The Wabanakis, or “People of the Dawn,” of what is now Maine and Maritime Canada were on the front lines of this cultural disaster. But by a miracle of physical, political and spiritual toughness, they survived as distinct peoples.
“Women of the Dawn,” by Kansas State University anthropology instructor Bunny McBride, tells the stories of four women among the hundreds of thousands who suffered in these upheavals. The book is framed by the curious parallels between the life of a 17th century Penobscot woman known to us as Molly Mathilde, and the life of a 20th century Penobscot woman known as Molly Dellis. Molly Mathilde “was born about 1665 … on the banks of the great Penobscot River,” the daughter of Madockawando. She married a Frenchman, Jean Vincent de St. Castin, and they lived in Pentagoet, the vicinity of what’s now Castine, their family constantly embroiled in conflicts between French and English colonists. In his 50s, St. Castin returned to France to settle problems over his family estate but never returned, dying in southern France in 1707. Molly Mathilde probably ended her years at Panawahpskek — Indian Island.
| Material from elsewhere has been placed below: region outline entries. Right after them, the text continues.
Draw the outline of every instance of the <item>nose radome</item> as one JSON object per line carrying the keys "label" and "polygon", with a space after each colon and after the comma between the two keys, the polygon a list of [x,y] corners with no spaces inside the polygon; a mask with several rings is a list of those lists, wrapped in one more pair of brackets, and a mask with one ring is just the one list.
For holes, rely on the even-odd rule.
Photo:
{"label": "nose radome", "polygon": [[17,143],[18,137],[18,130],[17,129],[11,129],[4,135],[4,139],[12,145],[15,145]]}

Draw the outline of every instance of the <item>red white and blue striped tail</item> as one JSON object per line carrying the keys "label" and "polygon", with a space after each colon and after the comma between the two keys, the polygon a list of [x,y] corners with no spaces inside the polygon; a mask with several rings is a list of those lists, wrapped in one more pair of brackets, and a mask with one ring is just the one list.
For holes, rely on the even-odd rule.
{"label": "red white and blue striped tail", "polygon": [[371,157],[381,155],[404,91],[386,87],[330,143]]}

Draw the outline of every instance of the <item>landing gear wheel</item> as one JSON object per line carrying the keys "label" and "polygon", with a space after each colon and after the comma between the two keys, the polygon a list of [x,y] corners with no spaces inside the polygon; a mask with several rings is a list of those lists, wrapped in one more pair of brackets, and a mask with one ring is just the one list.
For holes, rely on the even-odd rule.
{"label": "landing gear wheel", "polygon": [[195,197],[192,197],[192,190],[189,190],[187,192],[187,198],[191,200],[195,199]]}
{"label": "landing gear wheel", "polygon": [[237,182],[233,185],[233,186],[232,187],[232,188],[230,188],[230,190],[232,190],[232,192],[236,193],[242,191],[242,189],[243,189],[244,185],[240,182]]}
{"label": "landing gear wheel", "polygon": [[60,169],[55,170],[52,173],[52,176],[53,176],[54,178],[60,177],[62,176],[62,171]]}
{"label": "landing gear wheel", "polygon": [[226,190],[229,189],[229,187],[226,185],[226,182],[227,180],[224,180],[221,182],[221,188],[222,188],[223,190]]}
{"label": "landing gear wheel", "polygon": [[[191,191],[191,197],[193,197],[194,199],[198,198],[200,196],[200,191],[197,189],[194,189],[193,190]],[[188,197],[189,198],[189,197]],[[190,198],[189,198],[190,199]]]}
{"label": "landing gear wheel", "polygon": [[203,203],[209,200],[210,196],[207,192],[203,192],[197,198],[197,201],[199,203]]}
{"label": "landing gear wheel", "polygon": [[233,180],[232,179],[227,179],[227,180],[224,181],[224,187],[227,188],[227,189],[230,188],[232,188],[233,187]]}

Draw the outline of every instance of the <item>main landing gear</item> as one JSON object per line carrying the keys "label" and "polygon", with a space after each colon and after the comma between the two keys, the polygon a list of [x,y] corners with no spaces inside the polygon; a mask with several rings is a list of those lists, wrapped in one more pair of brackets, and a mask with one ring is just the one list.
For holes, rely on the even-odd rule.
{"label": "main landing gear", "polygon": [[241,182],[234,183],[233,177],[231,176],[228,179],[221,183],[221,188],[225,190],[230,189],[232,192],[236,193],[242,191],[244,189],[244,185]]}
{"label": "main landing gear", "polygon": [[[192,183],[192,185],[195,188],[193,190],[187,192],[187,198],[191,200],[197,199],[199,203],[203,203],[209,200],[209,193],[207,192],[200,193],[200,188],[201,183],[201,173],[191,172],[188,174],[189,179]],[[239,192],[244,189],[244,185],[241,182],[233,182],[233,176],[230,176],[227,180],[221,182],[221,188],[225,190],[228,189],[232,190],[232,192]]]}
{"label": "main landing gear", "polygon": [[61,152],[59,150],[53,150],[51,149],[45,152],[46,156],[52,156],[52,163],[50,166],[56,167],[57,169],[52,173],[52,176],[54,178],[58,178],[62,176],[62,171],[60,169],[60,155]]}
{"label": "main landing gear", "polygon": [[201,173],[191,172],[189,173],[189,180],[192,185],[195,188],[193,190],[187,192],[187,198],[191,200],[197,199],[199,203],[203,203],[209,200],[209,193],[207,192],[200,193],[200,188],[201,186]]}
Molly Dellis Nelson was born at Indian Island in 1903. She lived a roving, exciting and disillusioning life as a dancer, and eventually married a French journalist, Jean Archambaud. She accompanied him to France, but the turmoil of World War II forced her to flee with their young daughter. Archambaud remained, and died in southern France in 1941, near where St. Castin had died.
Afterward, Molly Dellis lived a difficult, heartbroken life, and in an effort to make sense of her experience, she painstakingly researched Molly Mathilde’s life. She died at Indian Island in 1977.
“Women of the Dawn” develops Molly Dellis’ effort by also recounting the lives of Molly Ockett (c. 1740-1816) and Molly Molasses (c. 1775-1867). The task is complicated because little is known about any of the Mollys (the native pronunciation of “Marie”) except Molly Dellis, the subject of McBride’s “Molly Spotted Elk” (1995).
Each of the four chapters is researched with great care for historical and cultural detail, stitching together valuable, readable views of the last 350 years of Wabanaki life.
The book’s weakness is that it does not quite live up to its creative ambitions. The author intends to tell the women’s stories in Molly Dellis’ voice, but despite poetic efforts, the prose has a clinical, academic feel throughout. “Reconstructions” of events and of the women’s thoughts and feelings are laced fictively into historical summaries, but it’s not always easy to tell known facts from imagined ones. A “methodology” appendix attempts to clarify this, but it’s a scholarly solution to an aesthetic problem.
Its aesthetic flaws notwithstanding, “Women of the Dawn” provides interesting historical-cultural accounts. The parallels between the lives of Molly Dellis and Molly Mathilde are thought-provoking, and the stories of Molly Ockett and Molly Molasses help bring into human focus the suffering and elemental toughness of this region’s native people. Anyone interested in the history and lives of the Wabanakis will find it an instructive and at points vivid book.